My 11 year old then denounces the situation as harrassment and spits in my face. It’s after 11pm on a school night. I have been trying to get them to stay in their room and go to sleep since their father dropped them off, an hour late; at nine. As he drags me around the floor like a rag doll my head almost hits a wall and we get dangerously close to the stairs. I remember hoping he’d injure me, even send me down the steps, so this time the police would realize how desperately I need help. I dialed 911 for the first time that night; but again police said they could not help me.
During the brawl you can hear me tell my son I’m going to the judge for help the next day. I followed through and spent 8 hours waiting for a decision. When I was denied the first time I immediately resubmitted my request; giving greater detail about the previous night. I left court exhausted. Despite my efforts to demonstrate a need for supervised visits, my requests were denied. I was still compelled to send my kids to visitation every week even though they were exhibiting disturbing aggressive behavior when they returned home.
Judge Franzblau stated in his last decision that “there was no clear evidence or danger of irreparable harm”, even though I submitted violent drawings my son made of ways to kill himself & described the contents of the video. He stated that I had a remedy in law; filing a motion.
Apparently he didn’t realize that I already filed a motion. I’m still waiting for my adjourned court date to be heard.
It shouldn’t take this long or be this difficult to get help. My children are in peril, drowning in a system that does not recognize the long term effects of domestic violence. I am watching them display increasingly alarming apathy. They are beginning to lie about the smallest indiscretions and refuse to take ownership of their actions. I have a 5 year old little girl who laments she wants to kill herself if I won’t buy her candy at the supermarket. She spews foul language that would make anyone cringe because her older brothers use the F word fluently. When questioned by a police officer about why he called me a cunt, my 11 year old replied that he wouldn’t use such language if he didn’t hear it from his “Fucking Fat Ass Father.” I looked on helplessly, shocked by both his words and lack of accountability.

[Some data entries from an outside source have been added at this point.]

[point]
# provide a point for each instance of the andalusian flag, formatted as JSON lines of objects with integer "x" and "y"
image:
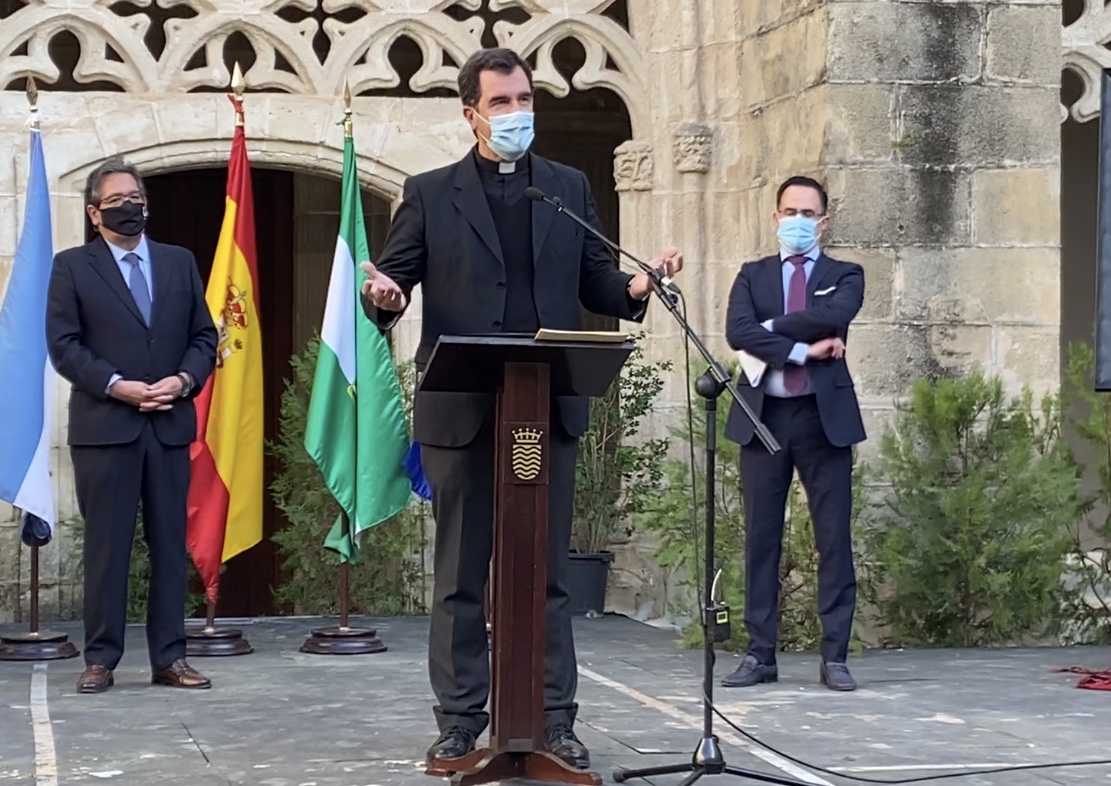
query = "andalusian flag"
{"x": 357, "y": 430}
{"x": 226, "y": 489}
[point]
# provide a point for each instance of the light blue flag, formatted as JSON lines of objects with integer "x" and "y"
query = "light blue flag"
{"x": 27, "y": 404}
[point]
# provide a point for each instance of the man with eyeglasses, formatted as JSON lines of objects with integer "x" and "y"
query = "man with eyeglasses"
{"x": 128, "y": 327}
{"x": 790, "y": 314}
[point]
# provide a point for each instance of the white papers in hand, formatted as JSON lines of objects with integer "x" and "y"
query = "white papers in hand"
{"x": 753, "y": 367}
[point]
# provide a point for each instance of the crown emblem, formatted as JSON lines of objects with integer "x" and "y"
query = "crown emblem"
{"x": 527, "y": 436}
{"x": 527, "y": 455}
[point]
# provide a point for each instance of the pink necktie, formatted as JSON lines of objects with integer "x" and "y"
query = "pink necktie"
{"x": 794, "y": 377}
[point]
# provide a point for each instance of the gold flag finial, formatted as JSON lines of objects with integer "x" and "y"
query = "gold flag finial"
{"x": 238, "y": 83}
{"x": 237, "y": 80}
{"x": 32, "y": 98}
{"x": 348, "y": 126}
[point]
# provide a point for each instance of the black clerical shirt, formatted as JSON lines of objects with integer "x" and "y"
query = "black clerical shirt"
{"x": 512, "y": 218}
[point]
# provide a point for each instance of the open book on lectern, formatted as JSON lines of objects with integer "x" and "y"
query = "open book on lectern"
{"x": 584, "y": 336}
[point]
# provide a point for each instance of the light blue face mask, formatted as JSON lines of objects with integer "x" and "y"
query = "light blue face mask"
{"x": 798, "y": 234}
{"x": 511, "y": 135}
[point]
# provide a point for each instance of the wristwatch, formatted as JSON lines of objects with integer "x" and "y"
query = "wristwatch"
{"x": 186, "y": 384}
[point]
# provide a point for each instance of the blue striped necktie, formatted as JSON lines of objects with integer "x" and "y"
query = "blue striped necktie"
{"x": 138, "y": 285}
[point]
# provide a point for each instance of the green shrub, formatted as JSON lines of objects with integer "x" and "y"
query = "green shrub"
{"x": 982, "y": 494}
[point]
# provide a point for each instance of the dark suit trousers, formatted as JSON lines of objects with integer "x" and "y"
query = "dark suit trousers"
{"x": 462, "y": 504}
{"x": 826, "y": 473}
{"x": 111, "y": 480}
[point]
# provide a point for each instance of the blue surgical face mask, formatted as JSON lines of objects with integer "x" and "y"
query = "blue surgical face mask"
{"x": 798, "y": 234}
{"x": 510, "y": 135}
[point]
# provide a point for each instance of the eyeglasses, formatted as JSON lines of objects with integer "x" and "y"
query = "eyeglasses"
{"x": 806, "y": 214}
{"x": 116, "y": 200}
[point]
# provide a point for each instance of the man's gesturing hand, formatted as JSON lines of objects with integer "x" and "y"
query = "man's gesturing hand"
{"x": 826, "y": 349}
{"x": 382, "y": 290}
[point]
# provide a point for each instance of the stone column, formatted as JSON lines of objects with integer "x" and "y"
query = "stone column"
{"x": 942, "y": 161}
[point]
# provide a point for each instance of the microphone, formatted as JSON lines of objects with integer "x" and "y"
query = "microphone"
{"x": 538, "y": 196}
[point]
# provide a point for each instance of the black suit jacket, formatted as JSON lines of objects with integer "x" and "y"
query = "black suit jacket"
{"x": 443, "y": 238}
{"x": 94, "y": 330}
{"x": 758, "y": 296}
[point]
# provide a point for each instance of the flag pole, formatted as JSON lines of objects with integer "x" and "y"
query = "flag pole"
{"x": 344, "y": 639}
{"x": 210, "y": 640}
{"x": 36, "y": 645}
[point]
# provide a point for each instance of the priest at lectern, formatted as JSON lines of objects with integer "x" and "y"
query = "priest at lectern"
{"x": 491, "y": 260}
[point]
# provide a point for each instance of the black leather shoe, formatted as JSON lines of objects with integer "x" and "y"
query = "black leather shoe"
{"x": 560, "y": 740}
{"x": 452, "y": 743}
{"x": 751, "y": 672}
{"x": 837, "y": 677}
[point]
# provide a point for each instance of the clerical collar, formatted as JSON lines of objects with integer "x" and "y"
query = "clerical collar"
{"x": 501, "y": 167}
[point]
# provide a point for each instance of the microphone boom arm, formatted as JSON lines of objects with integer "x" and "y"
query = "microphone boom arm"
{"x": 668, "y": 292}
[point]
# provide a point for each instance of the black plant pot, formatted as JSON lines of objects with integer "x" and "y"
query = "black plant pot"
{"x": 587, "y": 577}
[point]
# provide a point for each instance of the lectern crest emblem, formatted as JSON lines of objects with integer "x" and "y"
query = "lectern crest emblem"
{"x": 527, "y": 454}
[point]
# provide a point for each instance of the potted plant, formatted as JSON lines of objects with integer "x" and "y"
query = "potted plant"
{"x": 612, "y": 477}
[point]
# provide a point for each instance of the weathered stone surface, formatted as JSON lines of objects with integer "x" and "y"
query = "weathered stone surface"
{"x": 879, "y": 266}
{"x": 979, "y": 285}
{"x": 786, "y": 60}
{"x": 1024, "y": 354}
{"x": 899, "y": 207}
{"x": 912, "y": 41}
{"x": 1024, "y": 43}
{"x": 862, "y": 125}
{"x": 1017, "y": 207}
{"x": 971, "y": 126}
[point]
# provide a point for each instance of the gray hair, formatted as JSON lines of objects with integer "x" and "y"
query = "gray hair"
{"x": 501, "y": 60}
{"x": 112, "y": 166}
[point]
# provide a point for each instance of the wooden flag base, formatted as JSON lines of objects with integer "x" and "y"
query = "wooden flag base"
{"x": 484, "y": 765}
{"x": 212, "y": 642}
{"x": 343, "y": 639}
{"x": 43, "y": 645}
{"x": 36, "y": 645}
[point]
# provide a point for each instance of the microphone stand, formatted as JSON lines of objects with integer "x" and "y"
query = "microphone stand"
{"x": 708, "y": 758}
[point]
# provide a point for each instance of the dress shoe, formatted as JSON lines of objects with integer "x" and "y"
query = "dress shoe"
{"x": 837, "y": 677}
{"x": 452, "y": 743}
{"x": 560, "y": 740}
{"x": 94, "y": 679}
{"x": 180, "y": 675}
{"x": 751, "y": 672}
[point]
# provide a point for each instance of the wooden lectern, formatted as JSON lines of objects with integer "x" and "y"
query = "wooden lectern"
{"x": 524, "y": 374}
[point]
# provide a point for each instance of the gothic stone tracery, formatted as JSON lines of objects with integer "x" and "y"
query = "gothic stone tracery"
{"x": 304, "y": 48}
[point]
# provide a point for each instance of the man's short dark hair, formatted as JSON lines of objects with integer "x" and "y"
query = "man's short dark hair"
{"x": 500, "y": 59}
{"x": 802, "y": 180}
{"x": 112, "y": 166}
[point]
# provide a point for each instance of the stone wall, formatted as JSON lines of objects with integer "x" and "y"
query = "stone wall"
{"x": 943, "y": 167}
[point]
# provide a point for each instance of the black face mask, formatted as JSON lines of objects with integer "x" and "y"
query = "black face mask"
{"x": 128, "y": 219}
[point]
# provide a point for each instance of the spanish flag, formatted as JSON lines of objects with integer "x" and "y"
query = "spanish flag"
{"x": 226, "y": 487}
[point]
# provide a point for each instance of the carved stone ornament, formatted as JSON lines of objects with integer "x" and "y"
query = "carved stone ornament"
{"x": 632, "y": 166}
{"x": 1086, "y": 55}
{"x": 309, "y": 47}
{"x": 693, "y": 148}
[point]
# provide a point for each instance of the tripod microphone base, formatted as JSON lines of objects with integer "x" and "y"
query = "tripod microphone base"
{"x": 706, "y": 760}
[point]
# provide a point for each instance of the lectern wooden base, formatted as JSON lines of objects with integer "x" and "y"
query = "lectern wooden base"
{"x": 523, "y": 375}
{"x": 483, "y": 766}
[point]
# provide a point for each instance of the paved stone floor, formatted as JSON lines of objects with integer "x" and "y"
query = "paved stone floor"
{"x": 279, "y": 717}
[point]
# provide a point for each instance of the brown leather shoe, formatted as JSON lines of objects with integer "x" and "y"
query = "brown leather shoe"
{"x": 180, "y": 675}
{"x": 94, "y": 679}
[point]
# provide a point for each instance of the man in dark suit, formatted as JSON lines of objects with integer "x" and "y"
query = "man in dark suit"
{"x": 792, "y": 311}
{"x": 490, "y": 260}
{"x": 128, "y": 327}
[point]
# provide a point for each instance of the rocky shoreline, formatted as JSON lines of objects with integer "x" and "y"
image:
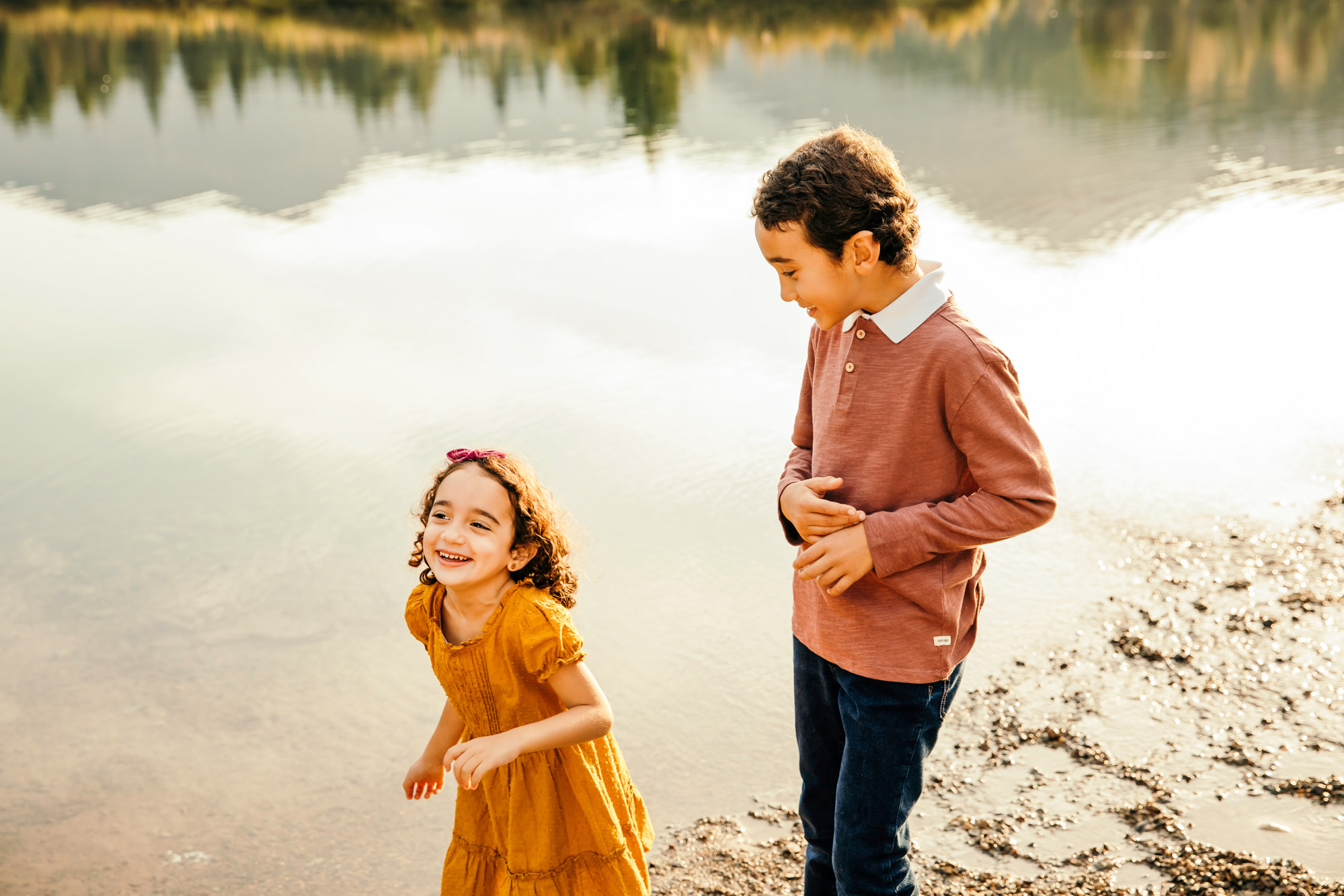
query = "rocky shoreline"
{"x": 1189, "y": 731}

I emphatically believe that both parents in domestic violence situations should be required to undergo mandatory psych evaluations. A parent who repeatedly exhibits inappropriate behavior in the presence of minors should have supervised visitation until it can be determined that the children are no longer at risk to exposure of negative influence. When necessary, joint custody should not be granted if a parent has a history of serious mental illness.
School shooters aren’t born, they are created by a series of missed opportunities for help.
Perhaps tragedies like Parkland can be avoided in the future if the mentally ill receive adequate intervention. Gun control will only resolve part of the issue. It is imperative that we create a system that does not fail the most vulnerable members of society.
Call your state representative, or anyone who will listen and demand change.